Man sits on endangered coral reef

Over the past year, we were able to see the benefits that closing off tourist destinations has on certain ecosystems.

While the circumstances under which nature was given time to heal from handling multiple visitors year round, it’s still worth marveling at how large of a role we play in the state of the ecosystem.

Given how impactful our actions are, officials have implemented regulations aimed at incentivising tourists to act responsibly.

Take this case, where a man who sat on a coral reef may face jail time and a hefty fine.

Recent news on TSL:

Tourist sits on coral reef in Sattahip

On 13th February 2022, the story of a man who sat on Stone Coral, an endangered species of coral, in Sattahip was published on Bangkok Post.

According to the publication, Mr. Tisutr Rattanasathian posted this photo of himself on 12th February 2022.

Image credit: The Thaiger

The photo was then used as evidence by the Department of Marine and Coastal Resources in a legal complaint.

Should legal institutions find Mr. Rattanasathian guilty of endangering Thai resources, he could face up to 10 years in prison as well as a fine of ฿1 million (~USD30,713).

The reef is protected under Thai law

The coral reef that Mr. Rattanasathian was pictured sitting on is protected under Thai law.

When the suspect was formally notified of the charges against him, Mr. Rattanasathian stated he had zero intention of damaging the reef. His aim was to take a picture showing nature’s beauty.

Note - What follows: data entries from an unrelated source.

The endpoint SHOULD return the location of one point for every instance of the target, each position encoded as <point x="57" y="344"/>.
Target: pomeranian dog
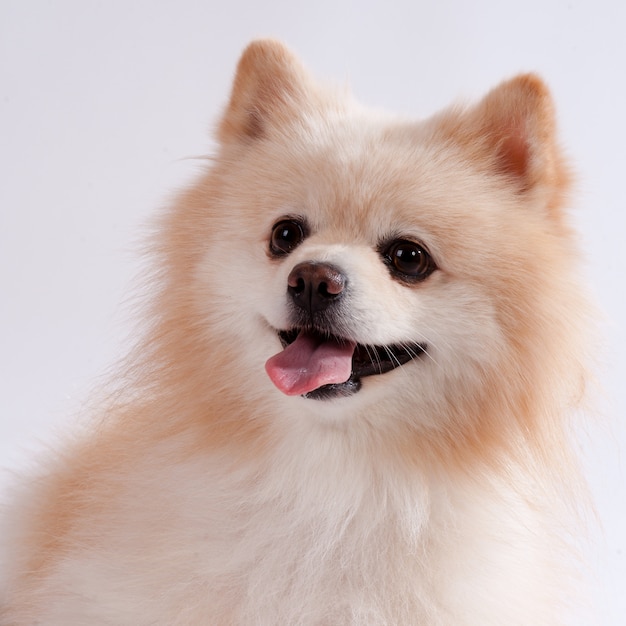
<point x="350" y="404"/>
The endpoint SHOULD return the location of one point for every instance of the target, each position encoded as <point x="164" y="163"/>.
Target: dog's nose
<point x="314" y="286"/>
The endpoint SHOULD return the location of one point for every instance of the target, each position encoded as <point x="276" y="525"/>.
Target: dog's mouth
<point x="321" y="365"/>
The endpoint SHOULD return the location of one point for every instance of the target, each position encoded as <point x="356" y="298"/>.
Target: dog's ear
<point x="512" y="132"/>
<point x="270" y="88"/>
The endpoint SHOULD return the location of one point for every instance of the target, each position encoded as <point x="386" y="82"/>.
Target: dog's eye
<point x="286" y="235"/>
<point x="409" y="259"/>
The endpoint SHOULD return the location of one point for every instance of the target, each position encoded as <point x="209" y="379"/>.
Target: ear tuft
<point x="269" y="83"/>
<point x="512" y="132"/>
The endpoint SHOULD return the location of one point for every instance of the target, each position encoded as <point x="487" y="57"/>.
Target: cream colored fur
<point x="435" y="495"/>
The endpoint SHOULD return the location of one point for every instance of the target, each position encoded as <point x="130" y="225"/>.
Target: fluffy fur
<point x="435" y="493"/>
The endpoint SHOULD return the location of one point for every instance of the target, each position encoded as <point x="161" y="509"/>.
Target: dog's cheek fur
<point x="430" y="500"/>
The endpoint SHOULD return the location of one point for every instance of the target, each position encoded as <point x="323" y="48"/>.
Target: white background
<point x="102" y="103"/>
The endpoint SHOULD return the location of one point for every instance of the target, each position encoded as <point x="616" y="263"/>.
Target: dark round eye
<point x="409" y="259"/>
<point x="286" y="235"/>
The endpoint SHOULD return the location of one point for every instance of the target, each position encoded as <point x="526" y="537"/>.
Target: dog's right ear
<point x="271" y="86"/>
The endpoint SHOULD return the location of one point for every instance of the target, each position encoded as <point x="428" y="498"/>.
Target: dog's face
<point x="351" y="260"/>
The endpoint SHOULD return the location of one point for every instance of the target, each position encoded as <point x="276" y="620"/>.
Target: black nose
<point x="314" y="286"/>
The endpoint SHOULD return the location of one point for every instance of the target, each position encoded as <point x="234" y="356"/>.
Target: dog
<point x="351" y="400"/>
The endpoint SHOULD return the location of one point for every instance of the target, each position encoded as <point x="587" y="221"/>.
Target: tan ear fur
<point x="513" y="132"/>
<point x="269" y="88"/>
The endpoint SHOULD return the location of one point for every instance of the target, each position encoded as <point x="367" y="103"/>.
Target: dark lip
<point x="368" y="360"/>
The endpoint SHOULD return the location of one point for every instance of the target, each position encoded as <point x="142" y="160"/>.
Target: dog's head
<point x="345" y="259"/>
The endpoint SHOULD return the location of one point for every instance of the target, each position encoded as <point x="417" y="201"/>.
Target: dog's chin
<point x="368" y="360"/>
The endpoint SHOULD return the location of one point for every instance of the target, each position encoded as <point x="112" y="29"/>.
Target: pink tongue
<point x="309" y="363"/>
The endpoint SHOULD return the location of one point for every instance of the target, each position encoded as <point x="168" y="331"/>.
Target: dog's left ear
<point x="512" y="132"/>
<point x="271" y="87"/>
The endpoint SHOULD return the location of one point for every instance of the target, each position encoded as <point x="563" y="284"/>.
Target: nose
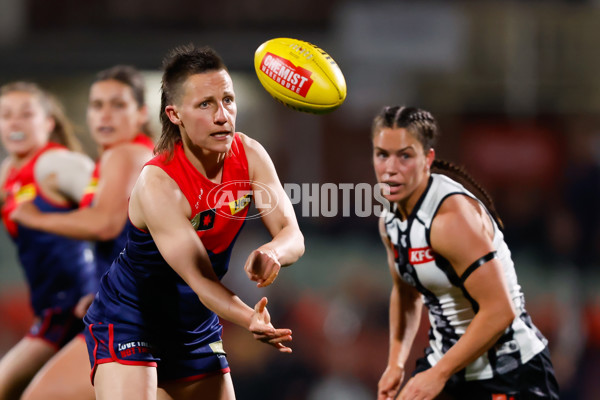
<point x="390" y="166"/>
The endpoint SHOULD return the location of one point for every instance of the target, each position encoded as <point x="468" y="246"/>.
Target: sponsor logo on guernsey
<point x="136" y="347"/>
<point x="217" y="347"/>
<point x="285" y="73"/>
<point x="204" y="220"/>
<point x="238" y="205"/>
<point x="420" y="255"/>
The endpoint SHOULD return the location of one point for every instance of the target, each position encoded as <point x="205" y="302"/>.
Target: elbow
<point x="505" y="317"/>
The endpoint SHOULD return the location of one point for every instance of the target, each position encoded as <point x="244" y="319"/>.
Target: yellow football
<point x="300" y="75"/>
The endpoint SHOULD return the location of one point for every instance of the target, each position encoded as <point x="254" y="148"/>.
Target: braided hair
<point x="423" y="126"/>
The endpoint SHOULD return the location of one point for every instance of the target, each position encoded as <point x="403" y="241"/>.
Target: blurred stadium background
<point x="516" y="90"/>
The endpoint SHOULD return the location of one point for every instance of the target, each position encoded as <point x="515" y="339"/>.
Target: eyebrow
<point x="395" y="151"/>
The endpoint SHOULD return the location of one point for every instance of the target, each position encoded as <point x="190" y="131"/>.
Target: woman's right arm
<point x="158" y="205"/>
<point x="405" y="316"/>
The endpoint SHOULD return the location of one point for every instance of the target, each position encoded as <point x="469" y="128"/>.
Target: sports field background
<point x="515" y="87"/>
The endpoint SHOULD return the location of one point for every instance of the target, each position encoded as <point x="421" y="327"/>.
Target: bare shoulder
<point x="259" y="161"/>
<point x="154" y="195"/>
<point x="457" y="208"/>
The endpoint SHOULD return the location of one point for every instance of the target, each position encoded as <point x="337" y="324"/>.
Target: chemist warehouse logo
<point x="285" y="73"/>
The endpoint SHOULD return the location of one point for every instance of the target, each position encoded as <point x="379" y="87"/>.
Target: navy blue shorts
<point x="532" y="380"/>
<point x="56" y="327"/>
<point x="123" y="343"/>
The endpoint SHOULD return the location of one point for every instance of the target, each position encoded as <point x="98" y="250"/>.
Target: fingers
<point x="262" y="267"/>
<point x="271" y="277"/>
<point x="277" y="339"/>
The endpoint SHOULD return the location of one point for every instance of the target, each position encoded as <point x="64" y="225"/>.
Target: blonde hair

To the person in the picture, the coral looked more like a rock and less like a protected species.

Take nothing but pictures, and leave nothing but footprints

We’ve all been encouraged to appreciate the planet for all its wonders as well as protect its finite resources.

While we can understand wanting to get up close and personal with nature’s beauty, it’s also worth noting that just touching something can be harmful.

In the case of coral, an extremely fragile species, any sort of contact can result in damage.

We hope that everyone involved in this story is able to move forward, and for the coral’s quick recovery.